Script to Extract Text From Every Second of Youtube Videos Frames
Motivation for Project
It would be neat to be able to search the text content displayed on the screen of any youtube videos. In order to do that, you would have to run optical character recognition (OCR) on the frames of the video.
I watch a lot of hacking walkthroughs from ippsec where most of the videos feature terminal output. Searching this content might be useful in order to find examples of using a particlar hacking tool or concept. Searching is actually already pretty easy with ippsec’s videos in particular, because there is so much annotations added to the videos, and they are all searchable on ippsec’s website.
But I want to create a CLI tool that can convert a video to text for later processing. It should print a line with the current timestamp followed by the text content of the video at that frame. It is also possible to watch the video within the terminal if you can time the conversion process so that the text appears where it would at roughly the same time.
Interesting Combination
As well as an interesting computer science experiment, this project also got me a little experience doing some solutions engineering using several interesting programs. This project is made possible by an interesting combination of programs.

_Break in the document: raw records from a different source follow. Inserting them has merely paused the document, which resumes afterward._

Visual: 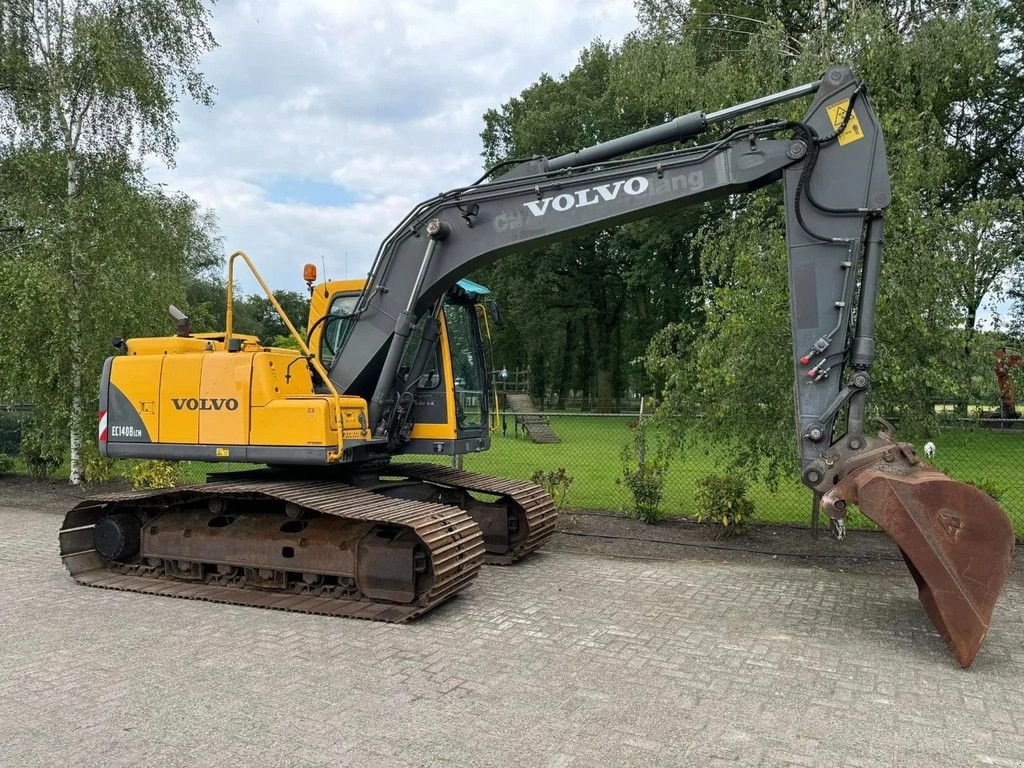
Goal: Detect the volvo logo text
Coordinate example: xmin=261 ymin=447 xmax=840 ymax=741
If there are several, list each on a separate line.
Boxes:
xmin=171 ymin=397 xmax=239 ymax=411
xmin=523 ymin=176 xmax=650 ymax=216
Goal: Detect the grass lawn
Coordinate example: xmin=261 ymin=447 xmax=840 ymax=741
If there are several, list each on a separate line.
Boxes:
xmin=395 ymin=416 xmax=1024 ymax=538
xmin=13 ymin=416 xmax=1024 ymax=539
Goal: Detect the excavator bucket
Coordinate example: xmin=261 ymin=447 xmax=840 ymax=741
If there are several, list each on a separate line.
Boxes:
xmin=835 ymin=463 xmax=1014 ymax=668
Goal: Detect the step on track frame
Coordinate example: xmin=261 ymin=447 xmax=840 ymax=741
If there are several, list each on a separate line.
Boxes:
xmin=380 ymin=462 xmax=558 ymax=565
xmin=59 ymin=479 xmax=484 ymax=623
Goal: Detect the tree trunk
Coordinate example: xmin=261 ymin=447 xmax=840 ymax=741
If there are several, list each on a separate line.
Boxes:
xmin=555 ymin=318 xmax=575 ymax=411
xmin=958 ymin=306 xmax=978 ymax=417
xmin=68 ymin=155 xmax=84 ymax=485
xmin=597 ymin=366 xmax=614 ymax=414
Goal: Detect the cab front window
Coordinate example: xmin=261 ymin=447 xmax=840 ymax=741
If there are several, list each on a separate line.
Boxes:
xmin=319 ymin=294 xmax=359 ymax=369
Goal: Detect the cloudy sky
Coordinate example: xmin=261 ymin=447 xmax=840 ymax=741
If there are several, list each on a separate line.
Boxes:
xmin=150 ymin=0 xmax=636 ymax=290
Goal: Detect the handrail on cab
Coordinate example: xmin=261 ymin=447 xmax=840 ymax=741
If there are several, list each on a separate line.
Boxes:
xmin=224 ymin=251 xmax=345 ymax=462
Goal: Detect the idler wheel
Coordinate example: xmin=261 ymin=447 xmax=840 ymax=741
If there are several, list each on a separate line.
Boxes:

- youtube-dl - a project to download youtube videos
- ffmpeg - record videos, convert videos, and extract frames from videos
- tesseract - OCR images
Installing
It was awkward to install ffmpeg on my system. I had to do a full upgrade and fix apt dependencies to install it. This was simply because I had not updated in a while.
The youtube-dl
command says it can be installed from pip, but that version might not work.
During my testing, the pip version did not work, but installing and running the fresh version from github did work.
- Installing
youtube-dl
from github source
git clone https://github.com/ytdl-org/youtube-dl
cd youtube-dl
sudo python3 setup.py install
Running
- Testing on ippsec video pilgrimage
>>>>>>>>>>>>>>>>>>>>>>>>>>>>>>>>>>>>>>>>>> 00:1:10
= seOreence ee
# Nmap 7.93 scan initiated Mon Nov 20 14:28:58 2023 as: nmap -sC -sV -oA nmap/pilgrimage 10.10.11.219
Nmap scan report for 10.10.11.219
Host is up (0.091s latency).
Not shown: 998 closed tcp ports (reset)
PORT STATE SERVICE VERSION
22/tcp open ssh OpenSSH 8.4p1 Debian 5+debllu1 (protocol 2.0)
| ssh-hostkey:
| 3072 20be60d295f628c1b7e9e81706f1683 (RSA)

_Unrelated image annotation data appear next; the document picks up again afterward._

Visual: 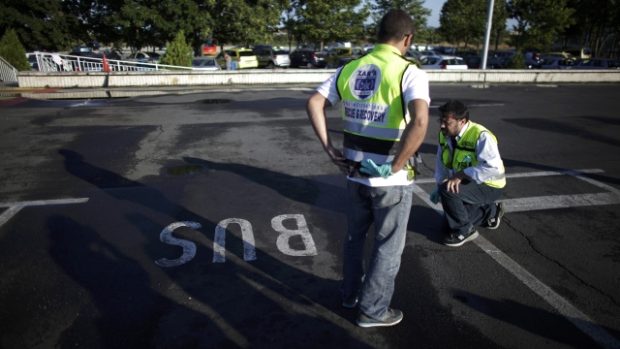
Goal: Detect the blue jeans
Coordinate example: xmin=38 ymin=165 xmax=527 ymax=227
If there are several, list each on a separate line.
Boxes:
xmin=439 ymin=181 xmax=503 ymax=235
xmin=342 ymin=181 xmax=413 ymax=319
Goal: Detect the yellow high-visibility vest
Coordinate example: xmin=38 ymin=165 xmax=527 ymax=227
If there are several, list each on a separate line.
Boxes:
xmin=439 ymin=121 xmax=506 ymax=188
xmin=336 ymin=44 xmax=417 ymax=164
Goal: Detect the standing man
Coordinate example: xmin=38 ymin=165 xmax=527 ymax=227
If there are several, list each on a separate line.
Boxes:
xmin=431 ymin=100 xmax=506 ymax=247
xmin=307 ymin=10 xmax=430 ymax=327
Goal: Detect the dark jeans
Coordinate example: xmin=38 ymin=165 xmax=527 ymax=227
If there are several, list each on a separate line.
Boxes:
xmin=439 ymin=180 xmax=503 ymax=234
xmin=342 ymin=181 xmax=413 ymax=319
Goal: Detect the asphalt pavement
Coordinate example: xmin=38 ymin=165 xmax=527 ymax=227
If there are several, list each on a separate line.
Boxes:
xmin=0 ymin=84 xmax=620 ymax=348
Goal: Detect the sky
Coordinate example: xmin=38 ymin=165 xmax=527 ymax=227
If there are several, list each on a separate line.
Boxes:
xmin=424 ymin=0 xmax=446 ymax=28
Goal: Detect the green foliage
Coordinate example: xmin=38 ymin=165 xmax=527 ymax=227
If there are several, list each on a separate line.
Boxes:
xmin=372 ymin=0 xmax=431 ymax=40
xmin=294 ymin=0 xmax=369 ymax=46
xmin=0 ymin=0 xmax=80 ymax=51
xmin=508 ymin=0 xmax=575 ymax=51
xmin=212 ymin=0 xmax=287 ymax=47
xmin=161 ymin=30 xmax=193 ymax=67
xmin=0 ymin=29 xmax=30 ymax=70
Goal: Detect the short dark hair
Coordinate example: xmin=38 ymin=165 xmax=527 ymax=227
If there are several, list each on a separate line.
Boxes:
xmin=377 ymin=9 xmax=415 ymax=42
xmin=439 ymin=99 xmax=469 ymax=120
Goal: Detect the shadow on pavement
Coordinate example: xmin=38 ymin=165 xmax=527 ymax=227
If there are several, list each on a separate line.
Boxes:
xmin=54 ymin=149 xmax=372 ymax=348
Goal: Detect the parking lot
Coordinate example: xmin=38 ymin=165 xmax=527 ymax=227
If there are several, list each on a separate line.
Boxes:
xmin=0 ymin=84 xmax=620 ymax=348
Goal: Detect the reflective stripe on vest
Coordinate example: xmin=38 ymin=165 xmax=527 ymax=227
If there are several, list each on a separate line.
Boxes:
xmin=336 ymin=44 xmax=412 ymax=163
xmin=439 ymin=121 xmax=506 ymax=188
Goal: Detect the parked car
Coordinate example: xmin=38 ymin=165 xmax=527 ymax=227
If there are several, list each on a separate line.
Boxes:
xmin=573 ymin=58 xmax=620 ymax=69
xmin=192 ymin=56 xmax=222 ymax=70
xmin=325 ymin=47 xmax=366 ymax=68
xmin=290 ymin=48 xmax=327 ymax=68
xmin=422 ymin=56 xmax=467 ymax=70
xmin=216 ymin=48 xmax=258 ymax=69
xmin=126 ymin=51 xmax=159 ymax=63
xmin=26 ymin=53 xmax=39 ymax=70
xmin=540 ymin=56 xmax=575 ymax=69
xmin=69 ymin=45 xmax=101 ymax=58
xmin=252 ymin=45 xmax=291 ymax=68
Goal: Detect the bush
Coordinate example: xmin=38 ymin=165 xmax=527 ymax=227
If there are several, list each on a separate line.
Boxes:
xmin=161 ymin=30 xmax=193 ymax=67
xmin=0 ymin=29 xmax=31 ymax=71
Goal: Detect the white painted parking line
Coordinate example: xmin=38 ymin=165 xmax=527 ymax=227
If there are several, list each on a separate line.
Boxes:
xmin=414 ymin=169 xmax=620 ymax=348
xmin=502 ymin=193 xmax=620 ymax=212
xmin=0 ymin=198 xmax=88 ymax=227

| 256 Oeb6a6a8c99b4173746e70180d5feOaf (ECDSA)
|_ 256 d14e293c708669b4d72cc80b486e9804 (ED25519)
80/tcp open http nginx 1.18.0
|_http-title: Did not follow redirect to http://pilgrimage.htb/
|_http-server-header: nginx/1.18.0
Service Info: 0S: Linux; CPE: cpe:/o: Linux: Linux_kernel
Service detection performed. Please report any incorrect results at https://nmap.org/submit/ .
# Nmap done at Mon Nov 20 14:29:11 2023 -- 1 IP address (1 host up) scanned in 12.20 seconds
nmap/pilgrimage.nmap (END)
>>>>>>>>>>>>>>>>>>>>>>>>>>>>>>>>>>>>>>>>>> 00:1:11
As you can see, it creates quite accurate and searchable output.
It takes most of a second to run each frame on my cyberdeck, so it is kind of like watching the video in real time.
I can add an optional sleep
in to make it feel more like watching a live video.
Code
Let’s take a look at the code. It is a very simple wrapper around these three programs. This bash script feels like I just duct taped 3 programs together, but it works.
First I get the video URL from the first argument and check if youtube-dl is installed.
youtube-dl
may return a mkv file or an mp4 file.
I am not sure what causes this.
The tools exiftool
and ffmpeg
work for mkv and mp4 files, so I can account for the different file names but checking which one exists.
For convenience, the videos are renamed video.mkv
or video.mp4
.
#!/bin/bash
url="$1"
youtube-dl "$url"
mv *.mkv video.mkv
srcfile="video.mkv"
if [ ! -f $srcfile ]; then
mv *.mp4 video.mp4
srcfile="video.mp4"
fi
Next, I use exiftool to figure out the duration.
It produces output in the format Duration: HH:MM:SS
, so i can parse that with AWK.
An interesting trick I am doing here is printing out a Bash script using AWK and then sourcing it into Bash using file redirection in order to get the hours, minutes, and seconds values.
source <(exiftool $srcfile | grep ^Duration | awk -F : '
/^Duration/ {
print "seconds=" $NF
print "minutes=" $(NF-1)
print "hours=" ($(NF-2) + 1) - 1
} ')
Finally, I loop over seconds and minutes (and should loop over hours too).
For each second, I print a header and run ffmpeg
to convert it to a 1024x768 image.
For convenience, I am calling the image image.png
each time.
Then, I run tesseract
on the file and print the output.
It is important to clean up the images and output so the programs do not fail to overwrite them on the next frame.
for m in $(seq 0 $minutes); do
if [ $m -lt $minutes ]; then
sec=60
else
sec=$minutes
fi
for s in $(seq 0 $sec); do
echo ">>>>>>>>>>>>>>>>>>>>>>>>>>>>>>>>>>>>>>>>>> 00:$m:$s"
ffmpeg -ss $m:$s -i $srcfile -frames 1 -s 1024x768 -f image2 image.png >/dev/null 2>/dev/null
tesseract image.png output >/dev/null 2>/dev/null
cat output.txt
rm image.png
rm output.txt
#sleep 1
done
done
rm video.mkv